Une petite loge où l’on prenait son billet et, dans le fond, le coin du contrôleur et de sa famille. L’on y accédait par les escaliers extérieurs que vous voyez encore de nos jours. Le contrôleur n’était pas souvent chez lui d’ailleurs, ni même dans la gare, car son travail se trouvait sur la ligne, tandis que son épouse délivrait les billets 1/4 d’heure avant le départ du tram. Six rotations par jour en temps normal, et bien davantage aux beaux jours. Dans le bâtiment, accolé en prolongement (devenu douches par la suite) il existait un groupe électrogène complémentaire, au centre de Pont-Rohel, pour l’alimentation en énergie électrique de la ligne. Moteurs, courroies, c’était un domaine réservé, où les visiteurs n’étaient pas admis. Nous n’insisteront pas.

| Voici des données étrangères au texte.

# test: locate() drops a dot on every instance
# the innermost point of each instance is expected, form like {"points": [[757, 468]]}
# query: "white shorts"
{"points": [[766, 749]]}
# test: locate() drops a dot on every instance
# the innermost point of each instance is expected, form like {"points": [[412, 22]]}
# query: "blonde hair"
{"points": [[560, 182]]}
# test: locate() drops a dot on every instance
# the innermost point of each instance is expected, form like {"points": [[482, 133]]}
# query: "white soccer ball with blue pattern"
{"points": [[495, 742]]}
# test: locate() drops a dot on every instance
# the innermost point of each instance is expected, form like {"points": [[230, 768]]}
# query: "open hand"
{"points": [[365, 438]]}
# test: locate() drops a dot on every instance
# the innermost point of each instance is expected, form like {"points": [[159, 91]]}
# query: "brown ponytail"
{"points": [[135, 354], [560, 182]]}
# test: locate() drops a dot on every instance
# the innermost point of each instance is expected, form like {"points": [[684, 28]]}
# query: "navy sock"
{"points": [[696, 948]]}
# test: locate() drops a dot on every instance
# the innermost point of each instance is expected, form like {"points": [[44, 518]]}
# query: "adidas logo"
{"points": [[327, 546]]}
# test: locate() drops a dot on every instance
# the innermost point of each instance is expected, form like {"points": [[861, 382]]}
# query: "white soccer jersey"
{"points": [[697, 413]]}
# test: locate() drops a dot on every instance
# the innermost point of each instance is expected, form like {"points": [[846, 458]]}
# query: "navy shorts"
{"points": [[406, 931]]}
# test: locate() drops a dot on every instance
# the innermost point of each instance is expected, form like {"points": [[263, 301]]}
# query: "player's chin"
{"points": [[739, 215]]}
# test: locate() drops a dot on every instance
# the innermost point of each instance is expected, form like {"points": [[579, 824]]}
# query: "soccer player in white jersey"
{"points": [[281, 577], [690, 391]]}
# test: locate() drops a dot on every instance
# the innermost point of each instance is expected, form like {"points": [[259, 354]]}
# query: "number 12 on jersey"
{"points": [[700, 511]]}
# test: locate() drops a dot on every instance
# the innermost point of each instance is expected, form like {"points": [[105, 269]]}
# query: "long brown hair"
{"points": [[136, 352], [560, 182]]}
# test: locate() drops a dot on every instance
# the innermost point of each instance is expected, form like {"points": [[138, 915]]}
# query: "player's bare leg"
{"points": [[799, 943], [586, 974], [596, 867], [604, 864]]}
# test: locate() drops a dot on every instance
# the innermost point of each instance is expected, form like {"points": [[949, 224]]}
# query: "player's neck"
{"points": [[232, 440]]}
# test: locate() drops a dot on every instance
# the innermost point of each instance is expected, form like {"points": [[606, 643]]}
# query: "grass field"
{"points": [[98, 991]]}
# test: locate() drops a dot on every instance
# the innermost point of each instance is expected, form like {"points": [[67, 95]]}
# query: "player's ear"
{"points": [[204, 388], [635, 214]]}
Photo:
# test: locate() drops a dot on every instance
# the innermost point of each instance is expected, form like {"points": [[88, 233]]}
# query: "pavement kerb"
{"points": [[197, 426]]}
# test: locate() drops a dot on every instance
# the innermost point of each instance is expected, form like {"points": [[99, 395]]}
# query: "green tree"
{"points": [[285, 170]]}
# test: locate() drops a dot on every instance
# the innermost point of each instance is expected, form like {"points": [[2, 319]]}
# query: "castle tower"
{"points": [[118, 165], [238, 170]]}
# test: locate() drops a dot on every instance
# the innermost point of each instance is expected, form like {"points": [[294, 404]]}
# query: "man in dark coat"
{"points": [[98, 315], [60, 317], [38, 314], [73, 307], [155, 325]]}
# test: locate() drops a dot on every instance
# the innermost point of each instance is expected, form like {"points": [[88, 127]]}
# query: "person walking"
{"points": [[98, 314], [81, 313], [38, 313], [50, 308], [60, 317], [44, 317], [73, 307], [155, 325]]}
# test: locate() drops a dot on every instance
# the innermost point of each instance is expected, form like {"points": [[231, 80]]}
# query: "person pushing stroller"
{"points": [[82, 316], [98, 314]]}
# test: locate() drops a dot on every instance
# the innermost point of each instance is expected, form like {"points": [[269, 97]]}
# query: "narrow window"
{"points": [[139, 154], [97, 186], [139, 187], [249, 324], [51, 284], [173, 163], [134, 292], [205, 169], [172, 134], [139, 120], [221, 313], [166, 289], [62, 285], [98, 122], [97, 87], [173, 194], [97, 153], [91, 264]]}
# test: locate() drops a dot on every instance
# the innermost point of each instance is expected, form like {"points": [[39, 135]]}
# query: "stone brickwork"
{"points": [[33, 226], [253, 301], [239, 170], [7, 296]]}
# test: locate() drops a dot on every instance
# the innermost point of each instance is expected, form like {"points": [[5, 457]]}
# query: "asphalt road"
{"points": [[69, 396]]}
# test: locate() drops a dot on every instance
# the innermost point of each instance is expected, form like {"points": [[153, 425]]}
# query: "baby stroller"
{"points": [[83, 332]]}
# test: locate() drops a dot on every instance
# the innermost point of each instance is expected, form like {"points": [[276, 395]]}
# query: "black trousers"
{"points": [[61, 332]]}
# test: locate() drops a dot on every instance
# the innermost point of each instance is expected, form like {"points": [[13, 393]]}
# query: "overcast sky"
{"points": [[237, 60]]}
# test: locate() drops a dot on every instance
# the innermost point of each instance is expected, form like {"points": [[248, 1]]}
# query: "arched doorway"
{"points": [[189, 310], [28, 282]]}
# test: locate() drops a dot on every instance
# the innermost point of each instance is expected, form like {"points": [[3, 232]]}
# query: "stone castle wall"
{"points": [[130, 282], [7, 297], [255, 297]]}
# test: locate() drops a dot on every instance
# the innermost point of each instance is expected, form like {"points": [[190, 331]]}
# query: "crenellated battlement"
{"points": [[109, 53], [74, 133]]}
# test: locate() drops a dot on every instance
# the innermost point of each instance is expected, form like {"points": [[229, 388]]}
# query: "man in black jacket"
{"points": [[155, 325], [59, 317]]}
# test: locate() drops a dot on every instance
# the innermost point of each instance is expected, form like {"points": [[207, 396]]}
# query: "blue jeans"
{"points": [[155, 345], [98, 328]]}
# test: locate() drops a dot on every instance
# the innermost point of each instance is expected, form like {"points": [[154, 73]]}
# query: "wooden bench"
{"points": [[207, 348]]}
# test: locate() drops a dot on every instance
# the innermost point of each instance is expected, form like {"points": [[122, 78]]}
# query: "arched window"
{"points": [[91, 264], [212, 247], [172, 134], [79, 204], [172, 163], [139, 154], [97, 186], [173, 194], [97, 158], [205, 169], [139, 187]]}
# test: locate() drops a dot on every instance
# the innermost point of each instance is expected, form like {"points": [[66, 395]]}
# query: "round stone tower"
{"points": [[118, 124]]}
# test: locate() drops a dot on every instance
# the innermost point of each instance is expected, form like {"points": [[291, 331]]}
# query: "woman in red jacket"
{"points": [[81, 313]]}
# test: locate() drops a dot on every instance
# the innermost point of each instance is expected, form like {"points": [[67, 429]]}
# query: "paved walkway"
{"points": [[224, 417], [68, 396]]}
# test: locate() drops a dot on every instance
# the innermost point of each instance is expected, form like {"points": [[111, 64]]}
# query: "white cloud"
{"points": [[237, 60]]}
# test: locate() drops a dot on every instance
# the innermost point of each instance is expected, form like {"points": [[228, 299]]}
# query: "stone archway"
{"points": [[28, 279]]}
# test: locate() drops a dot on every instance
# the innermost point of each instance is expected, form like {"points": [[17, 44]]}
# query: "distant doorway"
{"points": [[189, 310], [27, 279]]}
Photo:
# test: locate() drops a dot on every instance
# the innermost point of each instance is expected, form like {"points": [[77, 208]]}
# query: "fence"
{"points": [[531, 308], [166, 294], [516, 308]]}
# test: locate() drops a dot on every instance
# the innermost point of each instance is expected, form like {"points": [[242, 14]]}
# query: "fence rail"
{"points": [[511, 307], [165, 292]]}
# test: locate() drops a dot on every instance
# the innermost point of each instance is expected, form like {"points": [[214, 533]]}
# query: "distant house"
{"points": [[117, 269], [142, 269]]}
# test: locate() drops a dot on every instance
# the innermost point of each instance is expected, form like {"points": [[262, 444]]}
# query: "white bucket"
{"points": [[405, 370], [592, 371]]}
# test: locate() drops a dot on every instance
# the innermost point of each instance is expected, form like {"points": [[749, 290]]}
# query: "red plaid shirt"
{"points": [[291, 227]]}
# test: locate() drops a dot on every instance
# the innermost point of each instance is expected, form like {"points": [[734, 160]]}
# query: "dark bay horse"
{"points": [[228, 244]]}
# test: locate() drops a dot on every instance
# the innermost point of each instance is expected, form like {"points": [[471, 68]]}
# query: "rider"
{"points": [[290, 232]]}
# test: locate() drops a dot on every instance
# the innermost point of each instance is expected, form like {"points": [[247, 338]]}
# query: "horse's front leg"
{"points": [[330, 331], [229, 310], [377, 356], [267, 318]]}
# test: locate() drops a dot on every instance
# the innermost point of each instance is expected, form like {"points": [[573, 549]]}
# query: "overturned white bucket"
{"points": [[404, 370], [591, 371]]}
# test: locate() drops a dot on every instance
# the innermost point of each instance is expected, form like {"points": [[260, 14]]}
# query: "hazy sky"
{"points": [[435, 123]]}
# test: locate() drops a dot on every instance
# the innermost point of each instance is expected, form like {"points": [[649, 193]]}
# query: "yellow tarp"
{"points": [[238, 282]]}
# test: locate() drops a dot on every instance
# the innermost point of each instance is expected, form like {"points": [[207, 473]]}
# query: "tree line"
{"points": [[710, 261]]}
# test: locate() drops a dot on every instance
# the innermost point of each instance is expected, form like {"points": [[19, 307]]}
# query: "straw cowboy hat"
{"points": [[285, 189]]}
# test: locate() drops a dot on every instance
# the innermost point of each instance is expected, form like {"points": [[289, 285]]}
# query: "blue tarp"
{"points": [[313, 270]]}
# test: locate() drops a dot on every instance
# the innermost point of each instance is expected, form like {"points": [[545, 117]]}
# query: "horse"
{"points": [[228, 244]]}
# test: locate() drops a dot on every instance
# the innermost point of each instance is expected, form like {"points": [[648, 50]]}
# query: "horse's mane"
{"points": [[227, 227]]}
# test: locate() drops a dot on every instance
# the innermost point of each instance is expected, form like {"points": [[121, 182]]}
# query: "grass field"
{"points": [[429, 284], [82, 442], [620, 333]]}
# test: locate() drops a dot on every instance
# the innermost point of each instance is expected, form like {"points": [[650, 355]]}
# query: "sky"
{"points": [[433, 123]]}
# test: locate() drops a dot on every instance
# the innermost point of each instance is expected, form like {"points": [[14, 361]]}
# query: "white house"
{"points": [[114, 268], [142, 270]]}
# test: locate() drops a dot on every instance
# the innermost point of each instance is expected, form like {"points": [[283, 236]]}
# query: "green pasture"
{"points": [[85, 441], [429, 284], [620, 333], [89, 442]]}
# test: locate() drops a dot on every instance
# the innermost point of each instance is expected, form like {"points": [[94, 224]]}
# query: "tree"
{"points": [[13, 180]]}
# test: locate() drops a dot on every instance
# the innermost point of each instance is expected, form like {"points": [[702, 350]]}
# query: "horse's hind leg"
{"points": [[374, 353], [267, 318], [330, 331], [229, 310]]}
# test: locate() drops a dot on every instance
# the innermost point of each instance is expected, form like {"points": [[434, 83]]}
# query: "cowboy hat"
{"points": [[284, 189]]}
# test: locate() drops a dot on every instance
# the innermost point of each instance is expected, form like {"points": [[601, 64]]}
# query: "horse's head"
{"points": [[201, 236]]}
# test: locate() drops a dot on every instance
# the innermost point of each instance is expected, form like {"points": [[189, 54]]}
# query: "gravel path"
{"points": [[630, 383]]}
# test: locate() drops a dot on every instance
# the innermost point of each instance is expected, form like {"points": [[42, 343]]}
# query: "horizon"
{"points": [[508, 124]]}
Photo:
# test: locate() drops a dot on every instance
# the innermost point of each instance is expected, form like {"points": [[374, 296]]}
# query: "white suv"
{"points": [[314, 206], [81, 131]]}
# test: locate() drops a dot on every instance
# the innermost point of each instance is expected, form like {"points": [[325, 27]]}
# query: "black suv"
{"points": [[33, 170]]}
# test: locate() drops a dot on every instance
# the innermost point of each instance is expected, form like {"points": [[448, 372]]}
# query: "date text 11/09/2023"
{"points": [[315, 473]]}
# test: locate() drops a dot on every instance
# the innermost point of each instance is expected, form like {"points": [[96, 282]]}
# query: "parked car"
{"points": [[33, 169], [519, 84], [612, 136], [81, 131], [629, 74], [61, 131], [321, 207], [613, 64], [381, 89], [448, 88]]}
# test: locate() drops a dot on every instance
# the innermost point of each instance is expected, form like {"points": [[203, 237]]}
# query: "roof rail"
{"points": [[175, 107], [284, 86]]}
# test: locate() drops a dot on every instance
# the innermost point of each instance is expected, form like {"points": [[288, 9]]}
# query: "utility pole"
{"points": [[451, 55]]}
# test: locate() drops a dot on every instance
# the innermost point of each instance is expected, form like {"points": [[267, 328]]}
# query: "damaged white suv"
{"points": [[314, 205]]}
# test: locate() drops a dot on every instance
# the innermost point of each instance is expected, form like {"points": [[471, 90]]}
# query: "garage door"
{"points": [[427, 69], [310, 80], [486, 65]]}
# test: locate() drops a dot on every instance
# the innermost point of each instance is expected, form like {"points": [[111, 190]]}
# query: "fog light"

Grande lacune, j’oubliais de vous dire qu’en période d’affluence de voyageurs, on accrochait au tramway un “buffalo”. Baladeuse où il était bien agréable de voyager, et même de descendre, tout en arpentant la côte de Pont-Rohel, histoire de goûter quelques mûres. Le tram un peu poussif à cet endroit, montait péniblement. C’était peut-être pour mieux admirer le paysage. Ces buffalos étaient dotés de lourds rideaux de toile jaune et blanc ou bleu et blanc. Bref, des couleurs supplémentaires à l’attrait du voyage. Le 5 août 1908, la ligne des tramways du Conquet fut reliée jusqu’à Recouvrance avec une descente sur les Hauts de Sainte-Anne du Portzic (à compter du 12 septembre). Bonheur complet, quoi, pour des candidats au rêve.. Pas cher d’ailleurs, environ 7 centimes du kilomètre en première classe, 5 centimes en seconde avec demi-tarif pour les enfants de 4 à 7 ans, et une taxe de 2 centimes pour les chiens, ce qui aurait été une fortune, vous vous en doutez, pour cette compagnie, de nos jours.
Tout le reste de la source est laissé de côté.